Some Pythonic Kafka stuff

I've been actively interviewing over the last few months, and was recently talking with a cloud streaming provider about a Staff Engineer SRE role specializing in Apache Kafka. I've been doing a lot of work in that space for $employer and quite like it as a data streaming solution.

The interviews went well, and they sent me a do-at-home challenge with a one week timeout.

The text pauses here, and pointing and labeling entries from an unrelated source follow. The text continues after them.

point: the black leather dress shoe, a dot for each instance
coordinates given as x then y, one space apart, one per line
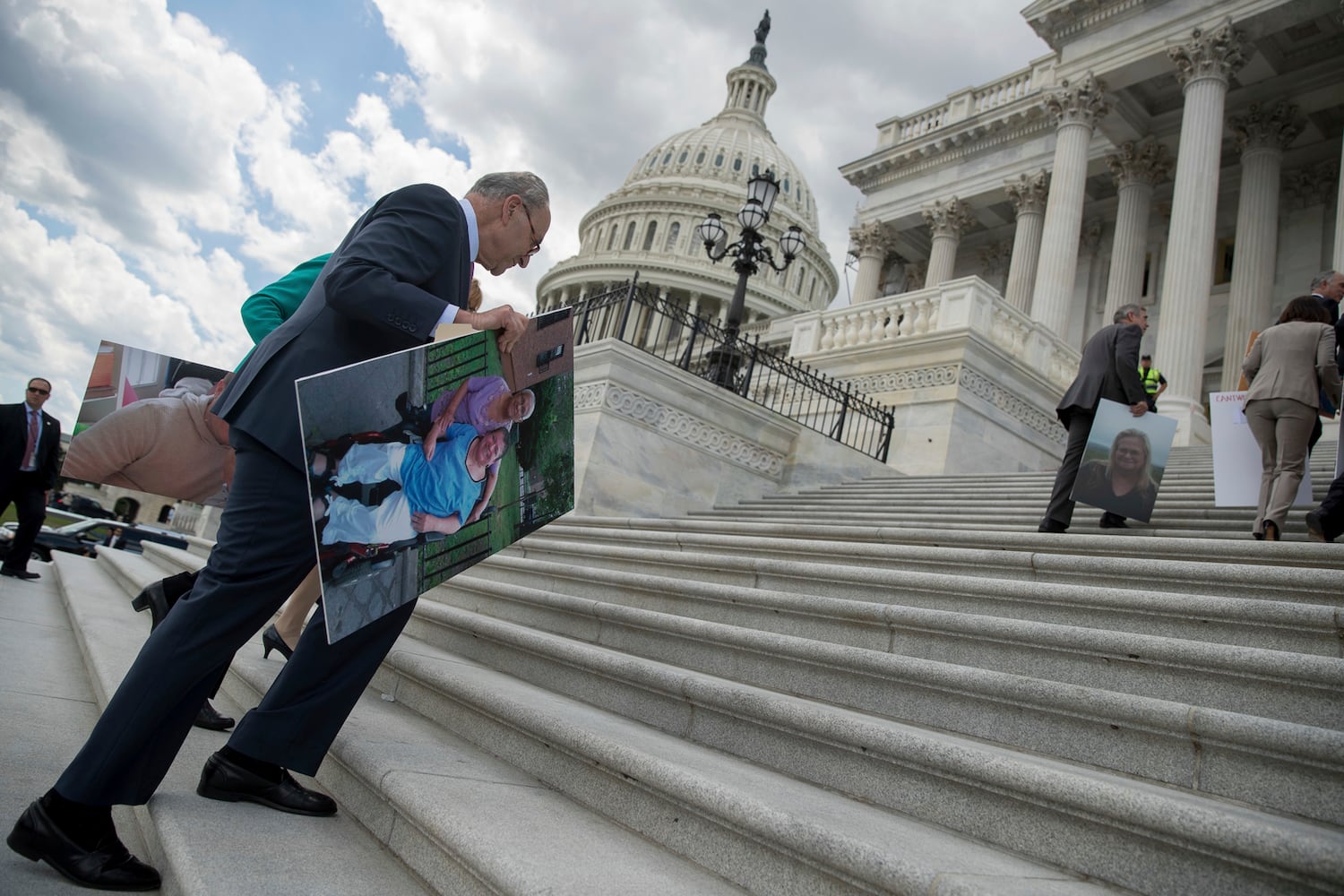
108 866
210 718
1316 525
19 573
228 780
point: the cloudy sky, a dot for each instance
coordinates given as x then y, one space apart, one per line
161 161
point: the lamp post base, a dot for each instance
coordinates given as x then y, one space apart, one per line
723 367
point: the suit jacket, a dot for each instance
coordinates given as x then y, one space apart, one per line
13 440
383 290
1293 360
1109 368
1333 311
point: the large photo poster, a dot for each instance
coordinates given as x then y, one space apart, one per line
145 425
1124 462
427 461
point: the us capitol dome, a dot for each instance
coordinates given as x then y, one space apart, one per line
648 225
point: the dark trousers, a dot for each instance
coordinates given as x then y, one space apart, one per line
263 549
30 501
1061 506
1332 509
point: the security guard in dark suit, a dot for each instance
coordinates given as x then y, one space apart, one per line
1153 381
403 269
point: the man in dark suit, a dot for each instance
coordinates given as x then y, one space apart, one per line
403 269
1109 370
30 444
1328 289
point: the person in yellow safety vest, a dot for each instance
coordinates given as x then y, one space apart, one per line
1153 381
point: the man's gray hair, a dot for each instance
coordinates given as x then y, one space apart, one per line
1125 311
503 185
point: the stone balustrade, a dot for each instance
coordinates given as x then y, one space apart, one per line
965 104
953 306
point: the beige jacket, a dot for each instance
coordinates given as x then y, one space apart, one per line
1293 360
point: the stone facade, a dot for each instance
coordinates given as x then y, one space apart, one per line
648 225
1185 156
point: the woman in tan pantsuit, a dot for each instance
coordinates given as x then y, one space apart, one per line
1287 368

The gist of it was I had to create a Flask app which allowed the user to enter a URL to monitor for status on a given frequency, use Python to write a Kafka Producer to publish this data to a topic, and write a Kafka Consumer to read from the topic and insert into a PostgreSQL database.

Fun!

I did a brief investigation into using threads within a Flask app for the monitoring code, but quickly decided that a better architecture would be to do the monitoring via a separate daemon. Separation of concerns to allow for easier maintenance. Suddenly I'm all about ongoing maintenance rather then how quickly I can deliver a new feature... Hmmm.

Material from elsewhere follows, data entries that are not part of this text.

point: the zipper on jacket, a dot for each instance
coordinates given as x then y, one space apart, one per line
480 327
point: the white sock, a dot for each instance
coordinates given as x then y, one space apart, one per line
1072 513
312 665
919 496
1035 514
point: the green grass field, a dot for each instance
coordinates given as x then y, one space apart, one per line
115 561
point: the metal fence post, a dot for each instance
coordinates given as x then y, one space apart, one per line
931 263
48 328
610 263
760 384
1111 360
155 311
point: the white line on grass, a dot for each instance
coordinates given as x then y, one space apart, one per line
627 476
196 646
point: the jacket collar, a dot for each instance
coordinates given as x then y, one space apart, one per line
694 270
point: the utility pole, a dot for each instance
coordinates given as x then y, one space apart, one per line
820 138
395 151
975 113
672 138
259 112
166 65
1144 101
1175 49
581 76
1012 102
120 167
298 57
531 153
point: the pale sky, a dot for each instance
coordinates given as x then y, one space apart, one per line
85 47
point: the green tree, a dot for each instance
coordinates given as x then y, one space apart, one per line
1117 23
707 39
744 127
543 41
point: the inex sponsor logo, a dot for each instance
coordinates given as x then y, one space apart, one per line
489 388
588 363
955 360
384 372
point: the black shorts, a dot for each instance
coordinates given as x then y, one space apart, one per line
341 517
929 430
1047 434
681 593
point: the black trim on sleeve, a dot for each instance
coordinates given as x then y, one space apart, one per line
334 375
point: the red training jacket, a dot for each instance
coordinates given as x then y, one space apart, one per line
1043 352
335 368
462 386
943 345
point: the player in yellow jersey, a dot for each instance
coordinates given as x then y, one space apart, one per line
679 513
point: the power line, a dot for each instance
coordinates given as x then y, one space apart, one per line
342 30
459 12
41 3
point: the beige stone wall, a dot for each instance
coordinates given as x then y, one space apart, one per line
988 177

The next step was to sketch out the table schema I wanted in the database:



CREATE SEQUENCE public.urltargets_seq
            INCREMENT BY 1
            MINVALUE 1
            MAXVALUE 9223372036854775807
            START 1
            CACHE 1
            NO CYCLE;

    CREATE SEQUENCE public.monitor_results_seq
            INCREMENT BY 1
            MINVALUE 1
            MAXVALUE 9223372036854775807
            START 1
            CACHE 1
            NO CYCLE;

    CREATE TABLE IF NOT EXISTS urltargets (
            urltargets_pk           int4 NOT NULL DEFAULT nextval('urltargets_seq'::regclass),
            urltarget                       varchar(1024) NOT NULL,
            monitor_frequency       int NOT NULL CHECK (monitor_frequency in (1, 2, 5, 10, 20, 30)),
            CONSTRAINT urltargets_pkey PRIMARY KEY (urltargets_pk)
    );

    CREATE TABLE IF NOT EXISTS monitor_results (
            monitor_results_pk      int4 NOT NULL DEFAULT nextval('monitor_results_seq'::regclass),
            http_status                     int NOT NULL,
            start_time                      timestamp with time zone NOT NULL,
            duration            int4 NOT NULL,
            urltarget_fk            int4 NOT NULL,
            CONSTRAINT monitor_results_fk_fkey FOREIGN KEY (urltarget_fk) REFERENCES urltargets(urltargets_pk)
    );


Having decided that I would offer monitoring frequencies of 1, 2, 5, 10, 20 and 30 minutes, I created views for the Flask app to use as well, rather than direct queries. They all look like this, with other values substituted in as you would expect.

CREATE OR REPLACE VIEW view_1m as
            SELECT mr.monitor_results_pk
                    ,  ut.urltarget
                    ,  mr.http_status
                    ,  mr.start_time
                    ,  mr.duration
            FROM monitor_results mr
            JOIN urltargets ut on ut.urltargets_pk = mr.urltarget_fk
            WHERE ut.monitor_frequency = 1
    ;



Since I really like seeing schemata visualised, I created a nice(ish) ERD as well:

/images/2021/DB-ERD.png

Well that was straight forward, how about the application and daemon?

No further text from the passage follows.